Geri geri yürüyerek kapıdan uzaklaşırken saatime baktım. "Fareler için üzgünüm ama gitmem gerekiyor. Üstünü iyi örtmeyi unutma."

Kafamı çevirdiğimde kaşlarımı çattım. Suratındaki gülümseme de neydi öyle? Halbuki, üstünü iyi ört demek aşırı iğneleyici bir sözdü. Üstünü iyi ört ki açıkta kalan bir yerlerin kâbus görmene sebep olmasın anlamına geliyordu. Üstünü iyi ört ki üşüme falan demek istememiştim ben.

Merdivenin ilk dönemecine ulaşmıştım ki, "Bay Leonard," dediğinde durdum. Gözlerimi kaldırdığımda odasının açık kapı aralığından başını uzattığını gördüm. "Bir gün sizinle astral seyahat hakkında da sohbet etmek isterim."

Şımarık bir kızın ağzına meze olduğuma inanamıyordum.

Günün geri kalanında İdil'in, babam tarafından benim için tutulan bir tür sabır testi olduğunu düşündüm. Beni gördüğü ilk an gözlerime tiksintiyle bakmıştı. Sanki sessiz sessiz iyi geçinemeyeceğiz anlaşması yapmıştı. Evinde kalacağım ve bir süre sonra misafire dönüşen sen olacaksın.

Köşk benim yasım.

Senin hayatın, benim hayatım.

Senin tüm varlığın, benim haklarım.

Aslında direkt böyle dememişti, sadece söylemek istemişti. O kızı bilirken yaşamak bile yeterince zor değil gibi bir de yakınında durmak mecburiyetindeydim. Babamın hataları, babamın seçimleri, babamın kararları. Her bir ayrıntı, boğazıma yapışıp kalan bir ölümün tadını andırıyordu.

Köşke bugün öğlen saatlerinde yeniden uğramaya karar verdim. Kızla akşam yemeğinde konuşmayı planlıyordum ama eve neden vaktinde gidecektim ki? Uykusuzluktan geberiyordum, onun gibi birinin beni anlaması mümkün değildi.

Arabamın alışık sesi duyulduğunda kapı açılmıştı. Beni karşılamaya gelen Nina, üzerinde kar birikintileri olan paltomu alırken yüzünde şaşkın bir ifade vardı. En son ne zaman öğle arasında eve geldiğimi hatırlamaya çalışıyordu. Henüz toyken, işten kaytarmak istediğim vakitler.

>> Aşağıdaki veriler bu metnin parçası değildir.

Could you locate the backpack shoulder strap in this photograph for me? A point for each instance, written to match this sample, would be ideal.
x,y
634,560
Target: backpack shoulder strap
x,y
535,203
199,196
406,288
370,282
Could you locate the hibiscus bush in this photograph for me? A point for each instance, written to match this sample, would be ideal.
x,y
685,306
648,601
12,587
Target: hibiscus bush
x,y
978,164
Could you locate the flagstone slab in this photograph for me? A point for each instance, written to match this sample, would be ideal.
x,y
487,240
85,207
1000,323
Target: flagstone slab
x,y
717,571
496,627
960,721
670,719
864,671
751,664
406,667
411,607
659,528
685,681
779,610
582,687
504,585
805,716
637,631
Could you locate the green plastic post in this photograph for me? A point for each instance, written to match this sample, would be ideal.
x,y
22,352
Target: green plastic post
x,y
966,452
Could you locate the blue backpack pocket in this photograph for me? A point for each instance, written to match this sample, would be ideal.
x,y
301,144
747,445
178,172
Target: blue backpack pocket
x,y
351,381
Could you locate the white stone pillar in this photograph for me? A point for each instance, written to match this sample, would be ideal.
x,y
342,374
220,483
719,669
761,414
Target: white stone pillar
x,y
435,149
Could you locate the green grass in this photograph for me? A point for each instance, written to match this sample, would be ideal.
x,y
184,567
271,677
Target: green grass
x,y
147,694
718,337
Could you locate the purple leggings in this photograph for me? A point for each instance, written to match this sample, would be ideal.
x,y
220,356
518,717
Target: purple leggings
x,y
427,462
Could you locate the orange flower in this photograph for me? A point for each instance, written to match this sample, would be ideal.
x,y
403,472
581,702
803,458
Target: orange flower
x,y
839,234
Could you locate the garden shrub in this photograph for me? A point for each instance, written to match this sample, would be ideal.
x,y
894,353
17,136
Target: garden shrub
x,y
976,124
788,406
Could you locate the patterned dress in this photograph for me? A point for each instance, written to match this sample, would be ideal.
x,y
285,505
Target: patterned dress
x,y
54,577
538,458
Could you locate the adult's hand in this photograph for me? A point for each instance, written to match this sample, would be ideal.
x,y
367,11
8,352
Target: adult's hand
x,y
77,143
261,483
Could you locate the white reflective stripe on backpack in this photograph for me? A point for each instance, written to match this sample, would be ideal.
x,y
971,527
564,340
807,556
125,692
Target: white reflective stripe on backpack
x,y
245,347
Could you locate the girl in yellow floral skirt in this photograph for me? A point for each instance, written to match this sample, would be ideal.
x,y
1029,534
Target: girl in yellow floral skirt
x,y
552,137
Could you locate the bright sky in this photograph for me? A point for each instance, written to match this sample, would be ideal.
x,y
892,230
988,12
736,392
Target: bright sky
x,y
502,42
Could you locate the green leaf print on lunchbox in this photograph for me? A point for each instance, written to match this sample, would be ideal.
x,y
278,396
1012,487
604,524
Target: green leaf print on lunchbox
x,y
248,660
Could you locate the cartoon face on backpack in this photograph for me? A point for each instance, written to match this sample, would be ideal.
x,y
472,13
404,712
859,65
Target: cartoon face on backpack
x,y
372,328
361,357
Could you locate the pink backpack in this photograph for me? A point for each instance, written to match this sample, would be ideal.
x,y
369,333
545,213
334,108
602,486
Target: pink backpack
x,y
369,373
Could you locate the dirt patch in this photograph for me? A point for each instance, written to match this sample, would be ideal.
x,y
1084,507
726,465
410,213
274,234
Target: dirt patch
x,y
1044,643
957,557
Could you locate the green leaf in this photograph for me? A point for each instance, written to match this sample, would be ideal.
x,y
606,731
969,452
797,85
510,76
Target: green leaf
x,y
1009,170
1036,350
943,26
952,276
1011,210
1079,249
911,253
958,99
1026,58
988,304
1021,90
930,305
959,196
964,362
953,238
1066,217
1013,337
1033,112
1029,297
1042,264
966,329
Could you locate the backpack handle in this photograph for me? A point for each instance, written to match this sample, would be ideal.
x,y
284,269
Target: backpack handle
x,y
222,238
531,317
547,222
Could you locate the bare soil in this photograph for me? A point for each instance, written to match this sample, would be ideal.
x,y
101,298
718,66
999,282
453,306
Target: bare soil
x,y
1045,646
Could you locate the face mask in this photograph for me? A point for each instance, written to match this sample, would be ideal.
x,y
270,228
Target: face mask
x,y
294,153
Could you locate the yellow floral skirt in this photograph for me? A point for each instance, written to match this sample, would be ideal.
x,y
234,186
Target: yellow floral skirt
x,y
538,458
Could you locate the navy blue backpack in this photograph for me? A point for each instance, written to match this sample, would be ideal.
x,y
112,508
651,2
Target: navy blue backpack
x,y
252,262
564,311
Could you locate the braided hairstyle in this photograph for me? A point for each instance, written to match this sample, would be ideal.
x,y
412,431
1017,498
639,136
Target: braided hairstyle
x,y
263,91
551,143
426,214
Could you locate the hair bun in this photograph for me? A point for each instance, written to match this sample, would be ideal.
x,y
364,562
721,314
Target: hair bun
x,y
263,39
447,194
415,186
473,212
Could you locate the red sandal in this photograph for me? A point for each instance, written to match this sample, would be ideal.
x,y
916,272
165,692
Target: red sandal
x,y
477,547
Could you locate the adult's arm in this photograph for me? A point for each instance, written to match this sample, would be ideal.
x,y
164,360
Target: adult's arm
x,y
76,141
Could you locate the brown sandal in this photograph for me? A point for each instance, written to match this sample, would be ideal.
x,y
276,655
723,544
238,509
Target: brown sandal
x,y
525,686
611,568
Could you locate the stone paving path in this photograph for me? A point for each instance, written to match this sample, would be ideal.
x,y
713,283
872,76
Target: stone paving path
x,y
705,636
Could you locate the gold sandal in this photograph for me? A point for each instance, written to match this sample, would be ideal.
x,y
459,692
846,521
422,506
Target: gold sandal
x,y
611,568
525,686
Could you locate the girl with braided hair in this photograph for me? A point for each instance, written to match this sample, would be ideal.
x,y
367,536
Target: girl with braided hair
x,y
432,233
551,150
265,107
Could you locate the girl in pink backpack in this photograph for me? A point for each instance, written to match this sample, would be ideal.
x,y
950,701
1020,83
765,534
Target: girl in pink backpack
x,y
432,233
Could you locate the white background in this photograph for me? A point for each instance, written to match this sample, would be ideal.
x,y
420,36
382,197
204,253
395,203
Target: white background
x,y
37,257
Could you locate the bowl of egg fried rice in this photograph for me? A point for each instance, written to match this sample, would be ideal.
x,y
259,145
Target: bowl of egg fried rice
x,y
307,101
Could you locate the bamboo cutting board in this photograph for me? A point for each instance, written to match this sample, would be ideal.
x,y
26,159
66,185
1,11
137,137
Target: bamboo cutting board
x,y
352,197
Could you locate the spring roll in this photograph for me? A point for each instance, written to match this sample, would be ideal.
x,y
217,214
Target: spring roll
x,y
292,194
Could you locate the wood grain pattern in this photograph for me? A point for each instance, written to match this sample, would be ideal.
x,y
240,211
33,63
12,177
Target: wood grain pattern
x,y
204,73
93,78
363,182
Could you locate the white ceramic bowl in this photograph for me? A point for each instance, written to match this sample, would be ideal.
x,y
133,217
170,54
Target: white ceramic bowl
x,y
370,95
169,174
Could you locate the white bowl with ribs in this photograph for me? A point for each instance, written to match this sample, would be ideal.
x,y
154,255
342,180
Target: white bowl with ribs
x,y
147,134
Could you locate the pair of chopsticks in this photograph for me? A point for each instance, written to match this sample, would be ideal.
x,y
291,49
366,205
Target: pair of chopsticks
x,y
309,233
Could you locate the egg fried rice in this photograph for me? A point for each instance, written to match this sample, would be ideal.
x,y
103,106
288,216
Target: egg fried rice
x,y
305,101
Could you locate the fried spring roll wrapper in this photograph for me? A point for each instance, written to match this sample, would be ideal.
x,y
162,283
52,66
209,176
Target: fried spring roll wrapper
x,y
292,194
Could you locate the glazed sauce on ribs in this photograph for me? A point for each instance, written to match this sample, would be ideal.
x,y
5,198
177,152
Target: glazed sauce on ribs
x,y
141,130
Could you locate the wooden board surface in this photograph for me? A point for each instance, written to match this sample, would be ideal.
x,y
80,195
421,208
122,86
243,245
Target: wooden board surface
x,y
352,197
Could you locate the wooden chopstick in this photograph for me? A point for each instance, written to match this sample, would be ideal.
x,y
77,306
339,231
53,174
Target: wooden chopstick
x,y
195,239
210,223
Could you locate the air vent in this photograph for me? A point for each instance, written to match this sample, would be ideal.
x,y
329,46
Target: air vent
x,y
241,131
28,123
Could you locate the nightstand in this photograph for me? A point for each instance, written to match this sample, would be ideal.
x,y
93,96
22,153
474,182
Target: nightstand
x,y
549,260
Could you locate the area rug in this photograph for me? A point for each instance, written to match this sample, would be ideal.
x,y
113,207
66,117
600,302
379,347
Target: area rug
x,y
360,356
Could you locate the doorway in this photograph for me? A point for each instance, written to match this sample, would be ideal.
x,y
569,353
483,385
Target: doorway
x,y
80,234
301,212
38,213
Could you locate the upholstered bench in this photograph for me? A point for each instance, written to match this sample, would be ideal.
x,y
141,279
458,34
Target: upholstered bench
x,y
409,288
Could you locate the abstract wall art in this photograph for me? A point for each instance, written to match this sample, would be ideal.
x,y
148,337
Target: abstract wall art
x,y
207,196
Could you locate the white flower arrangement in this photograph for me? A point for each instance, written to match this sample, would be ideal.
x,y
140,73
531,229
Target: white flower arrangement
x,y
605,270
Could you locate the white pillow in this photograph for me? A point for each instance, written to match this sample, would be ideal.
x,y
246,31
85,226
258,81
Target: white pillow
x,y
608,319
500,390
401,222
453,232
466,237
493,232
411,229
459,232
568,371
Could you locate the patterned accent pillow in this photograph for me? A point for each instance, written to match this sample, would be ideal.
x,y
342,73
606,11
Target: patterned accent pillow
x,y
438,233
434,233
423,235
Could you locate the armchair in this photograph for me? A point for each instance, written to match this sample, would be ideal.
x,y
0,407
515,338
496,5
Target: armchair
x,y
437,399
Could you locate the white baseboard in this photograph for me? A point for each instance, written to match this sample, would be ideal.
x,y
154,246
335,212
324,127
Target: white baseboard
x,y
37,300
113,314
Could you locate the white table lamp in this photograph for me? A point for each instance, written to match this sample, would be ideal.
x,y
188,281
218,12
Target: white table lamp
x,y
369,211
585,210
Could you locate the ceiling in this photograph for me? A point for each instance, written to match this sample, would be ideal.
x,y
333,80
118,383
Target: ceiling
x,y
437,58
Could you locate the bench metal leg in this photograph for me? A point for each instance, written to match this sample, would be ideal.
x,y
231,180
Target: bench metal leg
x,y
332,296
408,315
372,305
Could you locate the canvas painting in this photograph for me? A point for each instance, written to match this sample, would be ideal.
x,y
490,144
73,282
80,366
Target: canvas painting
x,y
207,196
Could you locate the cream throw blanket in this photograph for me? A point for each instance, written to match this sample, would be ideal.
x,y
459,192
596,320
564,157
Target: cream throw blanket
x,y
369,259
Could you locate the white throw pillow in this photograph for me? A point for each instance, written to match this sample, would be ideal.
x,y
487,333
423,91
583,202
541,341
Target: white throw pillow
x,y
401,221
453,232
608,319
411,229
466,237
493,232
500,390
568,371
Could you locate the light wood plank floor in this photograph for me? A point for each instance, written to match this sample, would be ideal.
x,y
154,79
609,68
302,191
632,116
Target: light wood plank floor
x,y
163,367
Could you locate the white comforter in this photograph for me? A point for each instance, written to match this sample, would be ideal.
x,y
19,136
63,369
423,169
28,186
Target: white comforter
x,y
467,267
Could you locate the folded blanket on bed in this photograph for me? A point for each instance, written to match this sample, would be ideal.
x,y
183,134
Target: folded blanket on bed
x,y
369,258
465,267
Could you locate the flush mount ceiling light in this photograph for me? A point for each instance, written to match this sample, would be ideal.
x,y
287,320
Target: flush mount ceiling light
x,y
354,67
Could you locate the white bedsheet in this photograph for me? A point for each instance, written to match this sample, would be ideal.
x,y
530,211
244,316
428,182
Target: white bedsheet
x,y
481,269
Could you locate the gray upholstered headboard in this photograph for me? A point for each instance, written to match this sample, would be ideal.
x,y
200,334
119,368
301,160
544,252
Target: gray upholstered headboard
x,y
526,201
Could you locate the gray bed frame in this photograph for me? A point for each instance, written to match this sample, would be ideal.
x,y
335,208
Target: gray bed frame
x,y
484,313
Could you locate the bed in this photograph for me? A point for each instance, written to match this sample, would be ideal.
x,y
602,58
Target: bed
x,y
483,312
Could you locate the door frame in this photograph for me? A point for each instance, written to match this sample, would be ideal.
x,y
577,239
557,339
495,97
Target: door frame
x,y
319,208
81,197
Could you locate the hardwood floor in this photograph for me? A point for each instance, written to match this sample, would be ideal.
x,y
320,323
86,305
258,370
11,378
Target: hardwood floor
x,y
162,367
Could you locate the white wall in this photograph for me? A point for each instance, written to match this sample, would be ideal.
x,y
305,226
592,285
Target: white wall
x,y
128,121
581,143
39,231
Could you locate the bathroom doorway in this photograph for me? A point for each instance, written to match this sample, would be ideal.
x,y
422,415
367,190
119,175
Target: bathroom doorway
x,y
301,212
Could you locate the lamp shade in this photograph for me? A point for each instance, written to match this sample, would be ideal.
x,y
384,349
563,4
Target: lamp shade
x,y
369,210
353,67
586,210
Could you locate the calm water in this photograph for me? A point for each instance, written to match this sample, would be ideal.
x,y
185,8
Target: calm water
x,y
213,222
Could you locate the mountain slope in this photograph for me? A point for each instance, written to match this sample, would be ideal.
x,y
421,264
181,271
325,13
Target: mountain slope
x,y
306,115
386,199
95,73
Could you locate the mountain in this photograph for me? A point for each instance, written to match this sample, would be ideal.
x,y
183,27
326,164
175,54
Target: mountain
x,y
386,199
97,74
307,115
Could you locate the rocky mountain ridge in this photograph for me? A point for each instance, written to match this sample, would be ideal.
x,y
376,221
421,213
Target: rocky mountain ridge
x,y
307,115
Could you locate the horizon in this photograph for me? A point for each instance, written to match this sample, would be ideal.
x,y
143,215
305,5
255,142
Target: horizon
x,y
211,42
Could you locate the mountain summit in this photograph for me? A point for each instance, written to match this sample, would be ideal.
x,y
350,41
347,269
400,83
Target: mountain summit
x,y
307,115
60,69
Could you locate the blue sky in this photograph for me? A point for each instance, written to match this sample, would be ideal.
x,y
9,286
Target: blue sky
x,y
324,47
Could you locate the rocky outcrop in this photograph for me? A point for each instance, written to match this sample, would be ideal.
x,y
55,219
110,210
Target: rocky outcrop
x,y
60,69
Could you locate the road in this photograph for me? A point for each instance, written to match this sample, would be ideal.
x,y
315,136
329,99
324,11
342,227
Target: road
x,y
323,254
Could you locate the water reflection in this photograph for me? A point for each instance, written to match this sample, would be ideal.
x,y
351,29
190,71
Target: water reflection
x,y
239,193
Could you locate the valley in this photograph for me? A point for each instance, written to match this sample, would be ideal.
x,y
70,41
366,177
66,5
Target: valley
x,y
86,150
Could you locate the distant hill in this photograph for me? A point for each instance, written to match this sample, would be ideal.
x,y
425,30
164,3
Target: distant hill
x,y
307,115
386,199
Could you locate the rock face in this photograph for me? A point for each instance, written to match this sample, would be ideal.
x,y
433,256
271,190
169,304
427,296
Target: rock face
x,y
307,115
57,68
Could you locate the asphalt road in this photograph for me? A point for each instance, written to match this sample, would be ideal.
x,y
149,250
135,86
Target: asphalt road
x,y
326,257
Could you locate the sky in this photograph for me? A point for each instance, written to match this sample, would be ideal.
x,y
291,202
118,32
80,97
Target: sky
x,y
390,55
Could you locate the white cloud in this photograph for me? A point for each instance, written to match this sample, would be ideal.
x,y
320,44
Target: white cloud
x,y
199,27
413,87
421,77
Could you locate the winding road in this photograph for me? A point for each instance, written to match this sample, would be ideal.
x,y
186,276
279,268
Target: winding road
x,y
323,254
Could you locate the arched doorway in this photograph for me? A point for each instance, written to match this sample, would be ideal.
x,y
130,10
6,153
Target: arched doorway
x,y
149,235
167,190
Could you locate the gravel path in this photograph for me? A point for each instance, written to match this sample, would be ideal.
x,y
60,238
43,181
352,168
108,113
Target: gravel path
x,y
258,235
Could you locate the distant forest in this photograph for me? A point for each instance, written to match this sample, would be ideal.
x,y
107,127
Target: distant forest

"Yemek hazırlamamızı ister misiniz?"

"Sıcak bir çay," dedim salona geçtiğimde. Şömine tam da beklediğim gibi güçlü bir biçimde yansa da ceketimin alınmasını istemedim. Dört duvarın arasına istemsizce bakınırken, "O nerede?" diye sormuştum ki, merdivenlerden indiğini duydum.

Hemen bir koltuğa geçip oturdum. Yabancı ayak seslerini ayırt ederdim, bu kesinkes oydu. Telefonumu çıkardığımda ekrana odaklandım. Neyse ki Nina da onu sorduğuma dair bir açık vermemişti.

"Bay Leonard," dedi naif bir sesle. "Evde olduğunuza sevindim, ben de sizinle bir konu hakkında konuşmak istiyordum."

"Hım," dedim sessizce. "Otur ve anlat." Ona dönmek için acele etmedim. Açtığım mobil oyunu bir dakika sonra kapatarak telefonu cebime sıkıştırdım.

Beni, öfkeden ya da sıcaktan kızarmış bir yüzle bekliyordu. Halbuki evime ilk geldiğinde teni ne kadar da solgundu. Ancak göz göze geldiğimizde bana kısmen yakın olan bir yere oturdu.

"Dün geç bir saatte karşılaştığımız için pek fazla konuşamadık. Diğer vasiyetnameyi de okudum ve Hans'ın isteğine uymak adına Berlin'e gelmeyi kabul ettim."

"Babama Hans mı diyorsun?"

Sözünü böldüğüm için olsa gerek, hafif bir öfkeyle dudaklarını yaladı. "Hans Alphan."

"Soyadını biliyorum, bende de aynısı var." Dirseklerimi koltuğun kenarlarına yaslayarak incitici bir bakış attım. "Bay Hans, Bay Alphan, beyefendi hatta Hans amca da değil. Hans."

"Çünkü biz arkadaşız," dedi bocalayarak. Sanki bu ayrıntıyı daha önce düşünmemişti ya da babam bizzat böyle hitap etmesini söylemişti.

"Kendinden büyüklerle bu şekilde saygısızca mı konuşursun?"

Kulağının arkasını kaşırken gergince gülümsedi. "Büyüklere de küçüklere de saygısızlık yapmam."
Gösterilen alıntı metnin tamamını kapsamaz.